What are the necessary skills for research-oriented data analysis?
The work that our team does at Our World in Data (OWID) has become a lot more visible recently. It has led me to receive more frequent emails asking for advice on how to work with us, or grow one’s skills towards similar positions. In this post, I summarize the necessary skills to join our data team at OWID, or an “OWID-like” organization.
What we pay attention to
Data wrangling is the fundamental thing that our data team does at OWID. It is thus the most essential skill to master if you’re considering joining us. You will need to be fluent in the use of pandas, or a similar package in R (dplyr, data.table). But our entire data pipeline relies on Python, so we have a strong preference for analysts who use this language.
The fact that this is our core skill should not only make it clear what we do, but also what we don’t do. To solve most of the world’s largest problems, our team believes that machine learning isn’t the most urgent next step. We work with datasets that are small by industry standards. And our tech stack is not at the cutting edge of data science and cloud services. Instead, we want to provide the world with the cleanest, most-reliable, best-documented datasets on crucial problems.
Other necessary skills
It’s not only the technical skills for data wrangling that are essential. Research-oriented data analysis implies an ability to use data to understand the world, and to help others do the same. The “expert data wrangler” presented above would thus also need:
- good “data judgement” (attention to detail, thoughtful tradeoffs between data quantity and quality, careful and systematic thinking in situations where there is no perfect solution);
- very good knowledge of data visualization principles and good practices;
- a good understanding of our work at Our World in Data and our mission;
- fluency in English;
- strong experience with importing, transforming, and maintaining datasets for other users.
This last skill can seem difficult to showcase if you’ve recently graduated. But its presence here doesn’t mean that you need to have worked for a large company before. We love to hear from people who maintain open-source datasets on important subjects. Highly-valued applications also include candidates who have worked with some of our key sources (WDI, SDG, UNWPP, GBD, etc.).
If the skills listed above make up the trunk of a tree, secondary skills are the branches. You don’t need to grow all these branches to work well at OWID, but our data analysts tend to be proficient in at least one.
- strong knowledge of statistics;
- strong knowledge of programming;
- strong knowledge of academic research, ability to understand publications, experience with science communication;
- experience with the development, maintenance, and documentation of large public datasets.

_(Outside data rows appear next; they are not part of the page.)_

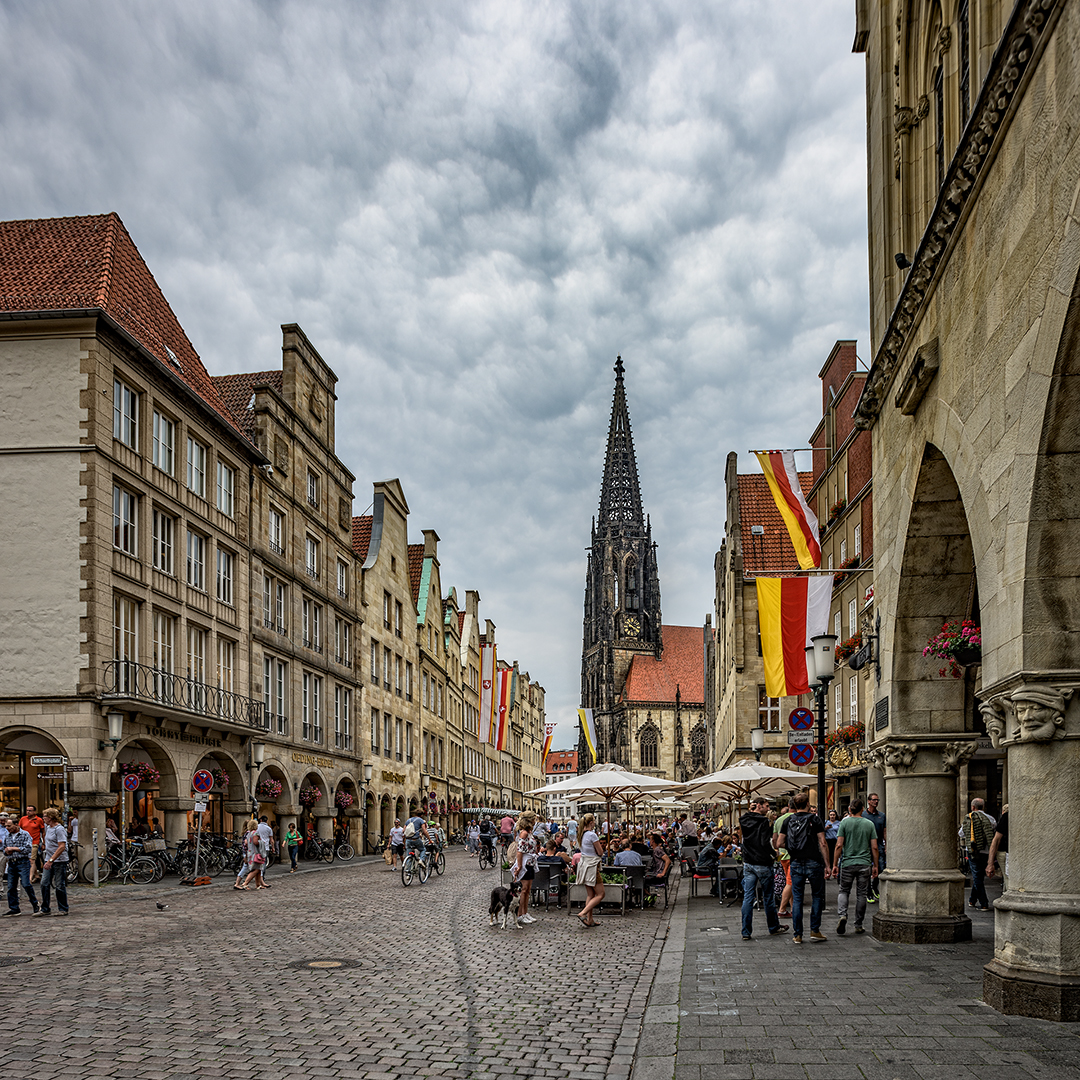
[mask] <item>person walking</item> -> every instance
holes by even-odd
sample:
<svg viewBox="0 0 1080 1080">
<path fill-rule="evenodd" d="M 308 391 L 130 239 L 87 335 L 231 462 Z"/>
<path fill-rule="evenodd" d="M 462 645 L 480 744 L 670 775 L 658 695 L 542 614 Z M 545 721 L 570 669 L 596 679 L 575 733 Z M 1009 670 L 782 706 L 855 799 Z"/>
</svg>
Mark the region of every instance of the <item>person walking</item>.
<svg viewBox="0 0 1080 1080">
<path fill-rule="evenodd" d="M 586 814 L 581 819 L 581 858 L 577 864 L 577 884 L 585 886 L 587 897 L 578 919 L 583 926 L 599 926 L 593 918 L 594 909 L 604 901 L 604 879 L 600 873 L 600 859 L 604 854 L 604 841 L 596 831 L 596 817 Z"/>
<path fill-rule="evenodd" d="M 536 838 L 536 815 L 526 812 L 517 819 L 517 859 L 514 865 L 514 880 L 521 884 L 518 897 L 519 927 L 536 922 L 536 916 L 529 914 L 529 897 L 536 878 L 536 860 L 540 853 L 540 844 Z"/>
<path fill-rule="evenodd" d="M 861 805 L 861 803 L 860 803 Z M 836 856 L 836 836 L 837 830 L 840 828 L 840 819 L 836 816 L 835 810 L 829 811 L 829 816 L 825 820 L 825 843 L 829 846 L 829 865 L 831 866 Z"/>
<path fill-rule="evenodd" d="M 251 834 L 255 831 L 255 822 L 245 821 L 240 830 L 240 867 L 236 871 L 236 880 L 233 882 L 234 889 L 245 889 L 247 886 L 244 879 L 251 873 Z"/>
<path fill-rule="evenodd" d="M 653 833 L 649 837 L 649 856 L 649 871 L 645 875 L 645 888 L 655 889 L 665 883 L 671 872 L 671 856 L 664 850 L 664 838 L 659 833 Z M 666 891 L 664 895 L 667 896 Z M 655 895 L 652 897 L 652 902 L 656 903 Z"/>
<path fill-rule="evenodd" d="M 50 890 L 56 891 L 56 914 L 68 913 L 67 872 L 70 856 L 68 855 L 68 836 L 60 819 L 60 811 L 53 806 L 45 809 L 45 831 L 42 843 L 45 852 L 45 865 L 41 870 L 41 908 L 35 915 L 49 915 Z"/>
<path fill-rule="evenodd" d="M 874 823 L 874 828 L 877 830 L 878 877 L 881 876 L 882 870 L 885 869 L 885 815 L 878 813 L 880 802 L 881 800 L 877 795 L 871 792 L 866 796 L 866 809 L 863 810 L 862 814 L 867 821 Z M 878 881 L 875 878 L 870 882 L 870 894 L 866 900 L 869 904 L 876 904 L 878 899 Z"/>
<path fill-rule="evenodd" d="M 30 834 L 12 818 L 7 823 L 6 834 L 3 836 L 4 854 L 7 856 L 7 902 L 8 909 L 0 914 L 19 915 L 19 882 L 30 897 L 30 905 L 34 911 L 38 911 L 37 894 L 30 882 L 30 856 L 34 850 L 34 842 Z"/>
<path fill-rule="evenodd" d="M 251 888 L 251 882 L 254 880 L 256 889 L 268 889 L 269 885 L 263 880 L 263 868 L 266 866 L 266 860 L 269 853 L 266 841 L 259 833 L 259 827 L 253 824 L 253 828 L 247 834 L 248 841 L 248 875 L 244 878 L 245 889 Z"/>
<path fill-rule="evenodd" d="M 397 870 L 398 859 L 405 861 L 405 830 L 401 818 L 394 818 L 394 827 L 390 830 L 390 869 Z"/>
<path fill-rule="evenodd" d="M 1001 808 L 1001 817 L 994 827 L 994 839 L 990 844 L 990 854 L 986 857 L 986 876 L 993 877 L 998 855 L 1005 856 L 1005 865 L 1001 870 L 1001 888 L 1004 892 L 1009 887 L 1009 804 Z"/>
<path fill-rule="evenodd" d="M 848 816 L 837 827 L 835 853 L 833 854 L 833 877 L 840 883 L 836 901 L 836 913 L 840 916 L 836 932 L 847 931 L 848 897 L 855 886 L 855 933 L 864 933 L 866 903 L 870 882 L 878 876 L 877 829 L 874 823 L 862 816 L 862 800 L 852 799 L 848 804 Z"/>
<path fill-rule="evenodd" d="M 777 911 L 777 914 L 781 917 L 791 914 L 791 855 L 788 853 L 787 848 L 780 843 L 780 833 L 783 832 L 784 823 L 791 816 L 793 803 L 791 799 L 787 799 L 784 800 L 782 805 L 783 810 L 773 821 L 772 827 L 773 847 L 776 849 L 777 861 L 784 874 L 784 887 L 780 890 L 779 910 Z"/>
<path fill-rule="evenodd" d="M 41 834 L 45 829 L 45 822 L 36 807 L 27 806 L 26 813 L 19 821 L 19 828 L 30 834 L 30 881 L 33 884 L 41 880 Z"/>
<path fill-rule="evenodd" d="M 297 831 L 295 821 L 285 830 L 285 846 L 289 849 L 289 873 L 295 874 L 296 857 L 300 851 L 300 833 Z"/>
<path fill-rule="evenodd" d="M 832 867 L 826 865 L 829 849 L 825 844 L 825 826 L 817 814 L 809 810 L 810 796 L 800 791 L 794 799 L 794 812 L 784 820 L 779 846 L 791 855 L 791 921 L 792 943 L 803 942 L 803 892 L 810 882 L 810 940 L 828 940 L 821 932 L 821 913 L 825 908 L 825 882 L 832 877 Z"/>
<path fill-rule="evenodd" d="M 990 910 L 983 879 L 990 860 L 990 845 L 994 842 L 994 820 L 983 809 L 985 805 L 982 799 L 972 799 L 971 813 L 964 826 L 964 843 L 971 867 L 971 901 L 968 906 L 977 907 L 980 911 Z"/>
<path fill-rule="evenodd" d="M 266 884 L 266 871 L 270 866 L 270 856 L 274 854 L 274 830 L 270 828 L 270 823 L 267 821 L 265 814 L 259 818 L 259 824 L 255 827 L 255 831 L 259 834 L 259 840 L 262 842 L 261 851 L 264 859 L 259 869 L 259 885 L 264 889 L 272 889 L 272 885 Z"/>
<path fill-rule="evenodd" d="M 773 862 L 776 852 L 772 844 L 768 809 L 768 800 L 751 797 L 750 809 L 739 818 L 743 858 L 743 941 L 750 941 L 753 937 L 754 898 L 759 885 L 765 907 L 765 923 L 770 936 L 776 937 L 788 932 L 787 926 L 781 926 L 776 912 L 776 894 L 773 891 Z"/>
</svg>

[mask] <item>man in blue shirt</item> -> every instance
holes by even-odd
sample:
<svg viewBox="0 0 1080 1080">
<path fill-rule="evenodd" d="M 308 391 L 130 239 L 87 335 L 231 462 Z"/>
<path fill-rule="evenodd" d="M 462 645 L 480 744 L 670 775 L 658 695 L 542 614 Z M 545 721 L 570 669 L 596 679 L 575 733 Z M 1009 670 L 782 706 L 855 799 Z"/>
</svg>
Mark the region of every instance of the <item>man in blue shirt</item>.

Beyond the skills that are useful to perform well in any job, here are the ones that are the most important for what we do:
- extreme attention to detail;
- being able to assess what data is accurate and insightful and which is not;
- recognizing shared behaviors and patterns that provide solutions to data problems;
- intellectual curiosity, openness to new ideas;
- interest in learning about novel research topics;
- flexibility to receive feedback, learn from new evidence, and change one’s mind;
- ability and drive to work without supervision;
- proactivity, assertiveness.
What we don’t particularly pay attention to
This section is only relevant to our work at OWID. Other organizations, including very similar ones, may need staff who fit these definitions.
There are a few things that aren’t on our list of criteria, although some people think that they are:
- having a PhD (this isn’t necessary to join our data team);
- strong experience with machine learning, big data, cloud services, etc.;
- knowledge of many programming languages. In fact, “Python and nothing else” is a much better profile for us than “everything but Python”.
This doesn’t mean that you won’t find people on our team who have these characteristics. Half of our current analysts have a PhD. Half used to develop machine learning models in previous jobs. All of us know other languages besides Python. But none of us joined OWID because of these things. Instead, these characteristics are merely correlated with the skills we are looking for. People with a PhD often understand academic research very well. People who have worked on ML models tend to have strong knowledge of statistics. And people who know many programming languages tend to also be experienced programmers.
Even though projects and work experience are the best way to build your CV, I remain a big fan of book learning. Reading these five books is a great way to sharpen many of these skills at once:
- Hans Rosling, Factfulness
- Nate Silver, The Signal and the Noise
- Philip E. Tetlock, Superforecasting
- Edward R. Tufte, The Visual Display of Quantitative Information
- William MacAskill, Doing Good Better
Where to work
Opportunities at OWID
Even though our team has grown a lot, we still rarely open new positions. When we do so, you’ll be able to find them on our Jobs page. You can also follow us on Twitter (OWID, myself) or LinkedIn, where we will usually advertise new positions multiple times.
Opportunities outside OWID
If you’re looking to work at an organization similar to OWID, I recommend following the 80,000 Hours job board. 80,000 Hours is a nonprofit that provides free advice and support to have a greater impact with your career. Opportunities listed on the job board are always interesting, and many of them are related to data and research.